IMHO judging *anything* subjective is pointless. I think the Grammys are stupid and so are the Academy Awards. The late J Gordon Holt summed it up well in his essay "Why HiFi Experts Disagree."

The things that are important to me may not be important to you. But if I attempt to create something that satisfies both of us, I'll have to compromise on something. This isn't just an issue with car audio, it's an issue with anything creative: music, food, car audio, whatever.


----------



## Patrick Bateman

The high-fidelity initiate, bewitched, bothered, and thoroughly confused by the staggering selection of components he must choose from, often turns to a high-fidelity expert to assist him in assembling his dream system. The expert may be a local consultant, a dealer, or a magazine that the prospective buyer trusts as a source of accurate, down-to-ear information.

If this seeker of high-fidelity truth is wise, he will consult one expert and no more. The more expert opinions he gets, the more confused he will become, because every expert opinion will be different from all other expert opinions.

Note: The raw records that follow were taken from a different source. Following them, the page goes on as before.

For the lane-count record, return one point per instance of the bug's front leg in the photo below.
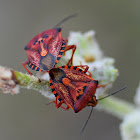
(73, 47)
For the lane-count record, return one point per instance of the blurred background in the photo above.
(116, 22)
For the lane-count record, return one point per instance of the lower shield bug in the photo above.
(46, 48)
(72, 86)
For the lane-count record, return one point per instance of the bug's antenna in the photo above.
(86, 121)
(65, 19)
(113, 93)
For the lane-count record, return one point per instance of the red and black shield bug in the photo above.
(72, 86)
(46, 48)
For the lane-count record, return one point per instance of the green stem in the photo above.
(31, 82)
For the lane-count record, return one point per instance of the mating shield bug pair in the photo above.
(70, 84)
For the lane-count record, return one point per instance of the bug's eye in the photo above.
(40, 41)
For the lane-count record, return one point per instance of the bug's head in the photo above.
(94, 102)
(41, 41)
(57, 74)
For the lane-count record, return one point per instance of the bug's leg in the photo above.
(102, 85)
(57, 105)
(73, 47)
(67, 108)
(24, 65)
(85, 67)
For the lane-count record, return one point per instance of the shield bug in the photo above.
(46, 48)
(72, 86)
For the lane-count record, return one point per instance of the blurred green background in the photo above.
(25, 116)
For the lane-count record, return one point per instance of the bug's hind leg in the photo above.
(24, 65)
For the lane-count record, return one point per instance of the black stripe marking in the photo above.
(53, 89)
(58, 58)
(59, 99)
(51, 84)
(75, 68)
(38, 69)
(56, 95)
(62, 48)
(33, 67)
(61, 53)
(80, 70)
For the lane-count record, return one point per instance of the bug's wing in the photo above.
(63, 94)
(54, 46)
(75, 74)
(49, 41)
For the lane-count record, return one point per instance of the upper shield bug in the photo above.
(46, 48)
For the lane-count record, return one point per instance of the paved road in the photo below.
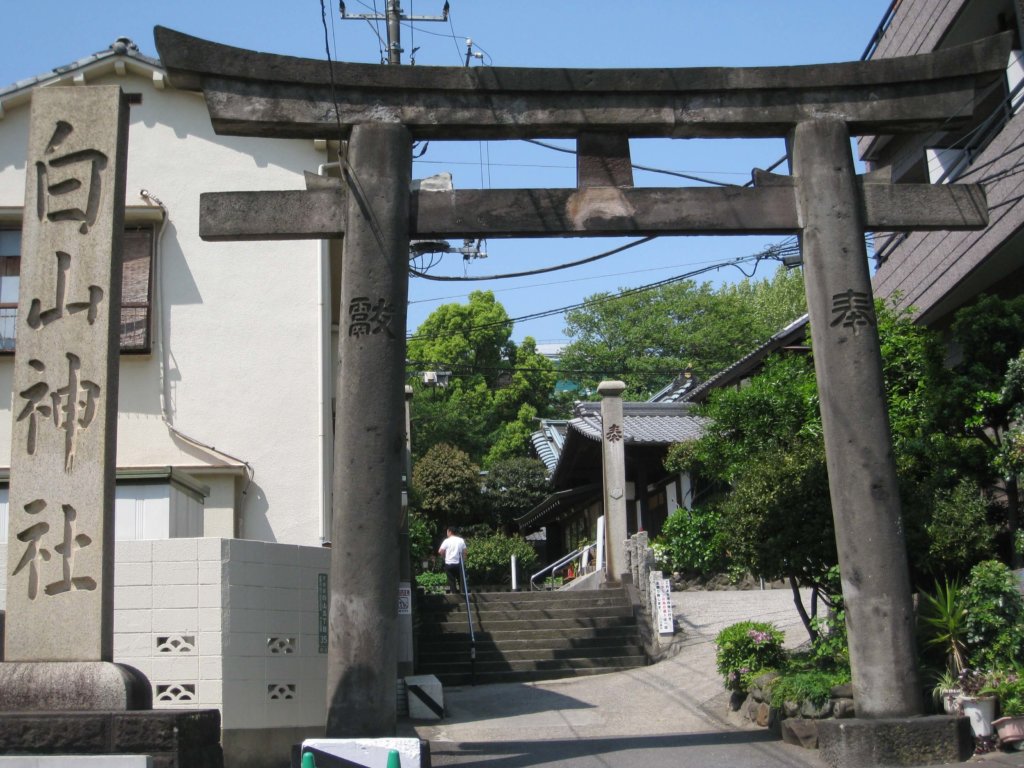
(674, 713)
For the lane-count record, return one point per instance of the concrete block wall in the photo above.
(273, 672)
(224, 623)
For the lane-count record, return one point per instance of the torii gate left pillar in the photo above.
(370, 432)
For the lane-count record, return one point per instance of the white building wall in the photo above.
(243, 324)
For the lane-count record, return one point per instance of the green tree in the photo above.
(470, 340)
(513, 487)
(512, 438)
(764, 448)
(446, 485)
(646, 338)
(496, 389)
(986, 337)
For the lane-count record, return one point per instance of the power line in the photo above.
(542, 270)
(638, 167)
(531, 286)
(603, 299)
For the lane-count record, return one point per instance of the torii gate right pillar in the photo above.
(858, 444)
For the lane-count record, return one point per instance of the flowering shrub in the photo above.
(745, 649)
(994, 623)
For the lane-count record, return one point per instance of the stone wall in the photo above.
(794, 723)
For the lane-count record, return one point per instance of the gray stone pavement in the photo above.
(674, 713)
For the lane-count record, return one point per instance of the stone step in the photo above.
(483, 615)
(577, 638)
(526, 636)
(515, 625)
(529, 665)
(465, 676)
(492, 653)
(526, 599)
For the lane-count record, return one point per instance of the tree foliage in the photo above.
(513, 487)
(446, 485)
(764, 449)
(488, 560)
(980, 397)
(495, 390)
(471, 340)
(647, 338)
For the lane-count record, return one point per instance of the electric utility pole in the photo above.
(394, 17)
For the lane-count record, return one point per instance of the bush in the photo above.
(432, 582)
(691, 542)
(745, 649)
(488, 560)
(941, 625)
(421, 537)
(994, 624)
(806, 685)
(958, 534)
(446, 485)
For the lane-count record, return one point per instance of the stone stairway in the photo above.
(527, 636)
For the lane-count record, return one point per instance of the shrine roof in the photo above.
(727, 376)
(643, 423)
(121, 50)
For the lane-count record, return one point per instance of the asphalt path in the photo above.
(674, 713)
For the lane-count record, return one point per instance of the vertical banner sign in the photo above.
(660, 598)
(322, 612)
(404, 599)
(60, 530)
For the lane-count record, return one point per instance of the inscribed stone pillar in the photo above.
(406, 649)
(60, 534)
(369, 435)
(858, 445)
(613, 466)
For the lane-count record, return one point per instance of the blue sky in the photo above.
(45, 34)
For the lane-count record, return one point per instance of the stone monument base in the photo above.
(59, 686)
(855, 742)
(175, 738)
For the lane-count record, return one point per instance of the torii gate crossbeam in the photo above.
(381, 110)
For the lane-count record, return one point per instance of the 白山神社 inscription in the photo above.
(59, 588)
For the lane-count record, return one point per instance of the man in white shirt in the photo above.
(454, 549)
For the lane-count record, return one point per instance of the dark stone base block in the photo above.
(73, 686)
(175, 738)
(894, 741)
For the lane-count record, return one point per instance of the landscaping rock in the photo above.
(763, 714)
(736, 699)
(801, 732)
(843, 708)
(775, 722)
(842, 691)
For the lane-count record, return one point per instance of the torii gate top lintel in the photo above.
(262, 94)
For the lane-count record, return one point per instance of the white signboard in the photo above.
(404, 599)
(660, 600)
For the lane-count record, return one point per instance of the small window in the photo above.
(136, 289)
(10, 268)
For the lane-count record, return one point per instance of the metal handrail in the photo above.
(559, 563)
(469, 620)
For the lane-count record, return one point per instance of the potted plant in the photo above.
(977, 701)
(1010, 727)
(946, 691)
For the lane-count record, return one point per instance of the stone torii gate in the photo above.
(380, 111)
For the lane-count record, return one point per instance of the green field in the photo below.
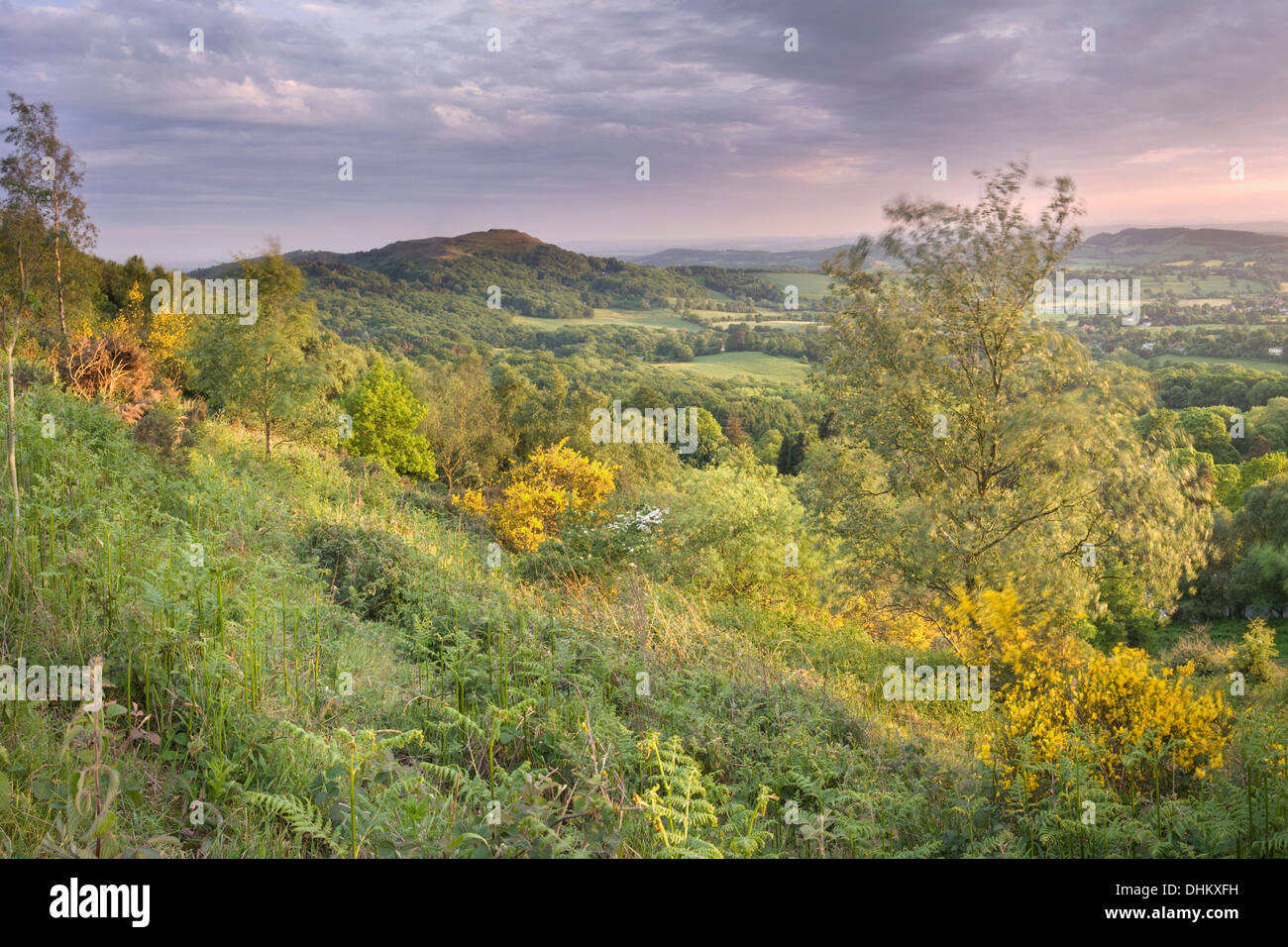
(790, 325)
(812, 285)
(1222, 631)
(729, 365)
(643, 318)
(1212, 360)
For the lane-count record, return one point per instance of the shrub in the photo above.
(1197, 648)
(555, 480)
(111, 367)
(385, 415)
(365, 569)
(1108, 714)
(1256, 654)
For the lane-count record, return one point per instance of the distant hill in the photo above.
(432, 295)
(1151, 245)
(742, 260)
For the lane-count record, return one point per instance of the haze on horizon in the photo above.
(194, 155)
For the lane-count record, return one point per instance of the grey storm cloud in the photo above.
(193, 155)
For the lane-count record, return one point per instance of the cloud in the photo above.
(741, 133)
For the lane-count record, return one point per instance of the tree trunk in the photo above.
(13, 455)
(58, 269)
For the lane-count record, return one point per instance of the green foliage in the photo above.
(261, 371)
(385, 416)
(979, 450)
(1257, 652)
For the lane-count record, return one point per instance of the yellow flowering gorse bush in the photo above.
(553, 480)
(1109, 714)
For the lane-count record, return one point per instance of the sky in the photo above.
(194, 155)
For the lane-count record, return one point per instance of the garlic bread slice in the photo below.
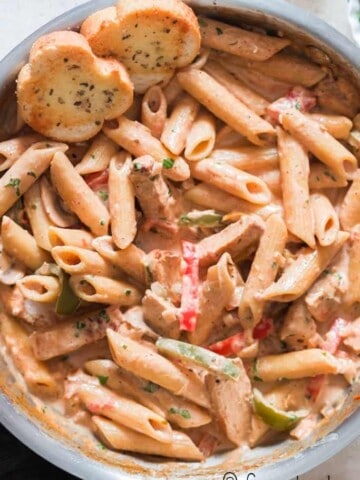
(151, 37)
(65, 92)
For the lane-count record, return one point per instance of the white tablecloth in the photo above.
(19, 18)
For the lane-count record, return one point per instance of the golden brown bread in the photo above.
(65, 92)
(151, 37)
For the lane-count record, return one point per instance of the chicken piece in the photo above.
(351, 336)
(161, 315)
(299, 328)
(165, 267)
(231, 404)
(235, 239)
(34, 313)
(152, 191)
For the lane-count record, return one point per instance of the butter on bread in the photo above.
(151, 38)
(66, 93)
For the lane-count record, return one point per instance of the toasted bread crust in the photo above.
(65, 92)
(151, 37)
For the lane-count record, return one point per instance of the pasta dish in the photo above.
(180, 231)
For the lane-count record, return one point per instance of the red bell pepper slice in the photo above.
(190, 287)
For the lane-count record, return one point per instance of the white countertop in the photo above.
(19, 18)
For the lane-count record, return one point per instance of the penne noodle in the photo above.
(11, 150)
(228, 178)
(227, 138)
(251, 99)
(40, 288)
(59, 237)
(321, 176)
(211, 197)
(154, 110)
(144, 361)
(298, 276)
(78, 196)
(286, 67)
(264, 269)
(36, 374)
(150, 395)
(80, 261)
(294, 168)
(100, 400)
(337, 125)
(179, 123)
(39, 220)
(24, 172)
(294, 365)
(98, 157)
(94, 288)
(132, 260)
(224, 105)
(71, 334)
(122, 438)
(137, 139)
(122, 201)
(235, 40)
(326, 221)
(352, 294)
(319, 142)
(18, 243)
(349, 211)
(201, 138)
(250, 159)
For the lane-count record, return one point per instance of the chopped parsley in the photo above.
(168, 163)
(102, 379)
(104, 195)
(14, 183)
(180, 411)
(151, 387)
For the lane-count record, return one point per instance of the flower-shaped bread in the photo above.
(66, 93)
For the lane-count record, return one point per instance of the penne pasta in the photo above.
(36, 374)
(201, 138)
(228, 178)
(20, 244)
(100, 400)
(179, 123)
(59, 237)
(294, 168)
(24, 172)
(352, 293)
(251, 99)
(122, 201)
(79, 197)
(122, 438)
(224, 105)
(137, 139)
(98, 157)
(80, 261)
(264, 269)
(39, 220)
(132, 260)
(94, 288)
(320, 143)
(349, 213)
(40, 288)
(154, 110)
(326, 221)
(298, 276)
(293, 365)
(250, 159)
(144, 361)
(235, 40)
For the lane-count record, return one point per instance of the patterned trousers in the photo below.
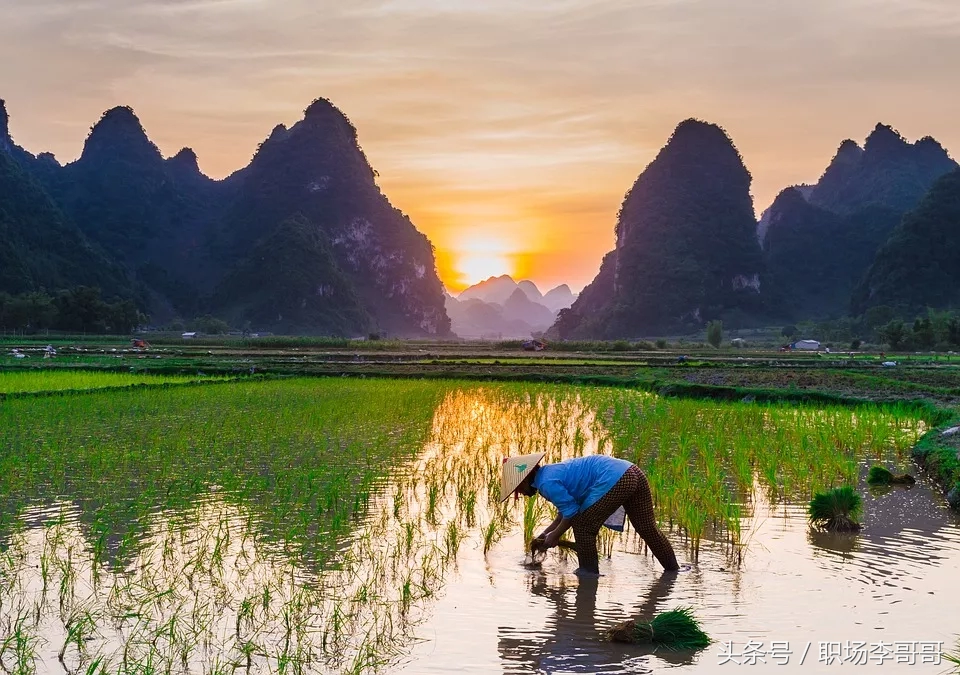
(632, 492)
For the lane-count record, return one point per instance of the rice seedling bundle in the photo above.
(836, 510)
(676, 630)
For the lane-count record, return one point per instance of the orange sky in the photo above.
(508, 131)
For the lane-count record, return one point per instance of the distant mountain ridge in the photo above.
(499, 307)
(820, 240)
(919, 266)
(686, 247)
(301, 240)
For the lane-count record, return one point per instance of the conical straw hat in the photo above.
(515, 469)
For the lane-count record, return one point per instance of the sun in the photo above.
(478, 256)
(477, 266)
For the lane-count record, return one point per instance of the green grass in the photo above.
(24, 381)
(308, 518)
(676, 630)
(836, 510)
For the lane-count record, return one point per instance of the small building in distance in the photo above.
(808, 345)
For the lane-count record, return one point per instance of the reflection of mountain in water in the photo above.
(573, 639)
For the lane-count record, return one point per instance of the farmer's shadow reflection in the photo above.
(573, 639)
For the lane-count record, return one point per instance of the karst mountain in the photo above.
(302, 240)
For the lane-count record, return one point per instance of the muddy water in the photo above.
(847, 602)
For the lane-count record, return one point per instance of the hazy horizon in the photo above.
(508, 134)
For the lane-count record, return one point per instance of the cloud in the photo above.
(492, 113)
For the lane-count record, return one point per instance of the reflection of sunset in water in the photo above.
(432, 577)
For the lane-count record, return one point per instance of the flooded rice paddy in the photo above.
(304, 526)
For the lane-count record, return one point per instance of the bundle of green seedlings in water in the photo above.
(880, 475)
(837, 510)
(676, 630)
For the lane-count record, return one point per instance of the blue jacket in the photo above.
(576, 484)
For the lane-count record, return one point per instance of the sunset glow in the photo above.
(477, 258)
(528, 121)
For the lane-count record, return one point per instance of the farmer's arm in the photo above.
(553, 538)
(552, 527)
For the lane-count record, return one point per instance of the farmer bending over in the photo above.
(587, 491)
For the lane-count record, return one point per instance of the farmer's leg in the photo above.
(587, 556)
(639, 507)
(586, 525)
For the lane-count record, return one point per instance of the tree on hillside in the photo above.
(715, 333)
(894, 334)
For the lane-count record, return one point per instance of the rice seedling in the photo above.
(836, 510)
(675, 630)
(308, 520)
(32, 381)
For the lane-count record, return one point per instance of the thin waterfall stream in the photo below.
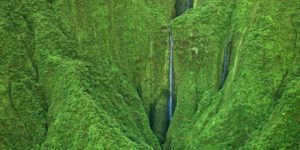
(226, 61)
(170, 104)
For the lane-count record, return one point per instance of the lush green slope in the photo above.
(94, 75)
(258, 108)
(71, 73)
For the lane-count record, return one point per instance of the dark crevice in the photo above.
(226, 61)
(279, 91)
(10, 98)
(30, 51)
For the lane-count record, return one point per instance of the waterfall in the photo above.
(189, 4)
(226, 58)
(170, 104)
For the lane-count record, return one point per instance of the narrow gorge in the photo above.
(149, 74)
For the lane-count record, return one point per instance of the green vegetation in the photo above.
(94, 75)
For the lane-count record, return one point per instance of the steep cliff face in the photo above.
(94, 74)
(258, 107)
(73, 73)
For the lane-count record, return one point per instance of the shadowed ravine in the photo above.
(170, 75)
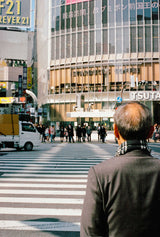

About the only thing that all high-fidelity experts agree about is that high-fidelity is supposed to be realistic sound reproduction. They may even agree that Marantz amplifiers are pretty good, and that Thorens makes a passable turntable. But try to pin them down about pickups, or other amplifiers, or tuners, or particularly loudspeakers, and one expert's preference is another one's anathema.


----------



## michaelsil1

Patrick Bateman said:


> IMHO judging *anything* subjective is pointless. I think the Grammys are stupid and so are the Academy Awards. The late J Gordon Holt summed it up well in his essay "Why HiFi Experts Disagree."
> 
> The things that are important to me may not be important to you. But if I attempt to create something that satisfies both of us, I'll have to compromise on something. This isn't just an issue with car audio, it's an issue with anything creative: music, food, car audio, whatever.





Patrick Bateman said:


> The high-fidelity initiate, bewitched, bothered, and thoroughly confused by the staggering selection of components he must choose from, often turns to a high-fidelity expert to assist him in assembling his dream system. The expert may be a local consultant, a dealer, or a magazine that the prospective buyer trusts as a source of accurate, down-to-ear information.
> 
> If this seeker of high-fidelity truth is wise, he will consult one expert and no more. The more expert opinions he gets, the more confused he will become, because every expert opinion will be different from all other expert opinions.
> 
> About the only thing that all high-fidelity experts agree about is that high-fidelity is supposed to be realistic sound reproduction. They may even agree that Marantz amplifiers are pretty good, and that Thorens makes a passable turntable. But try to pin them down about pickups, or other amplifiers, or tuners, or particularly loudspeakers, and one expert's preference is another one's anathema.


I agree with the above! 


I have loved Music and High Fidelity Systems all my life and what I might love someone else will hate.


If you think with all the Glass and Plastic in a Car it will give you Sound Quality that's okay. If you think mastering the info on one CD is the pinnacle of Sound Quality that's okay. If you think you have the best sounding Car in the world that's okay as well. There are a lot of different Tuning Curves some are more appealing than others, but that doesn't mean that they don't have merit they are available to try and appease the discerning listener.

As for Cat and Dog fights












Oh well!


----------



## pocket5s

thinking I have the worlds best sounded car is far different than advertising it, ya know?

and if I do advertise it and am then challenged on that claim and back away from any means of facilitating that challenge, that puts me closer to the ***** cat end of the spectrum than the big dog end...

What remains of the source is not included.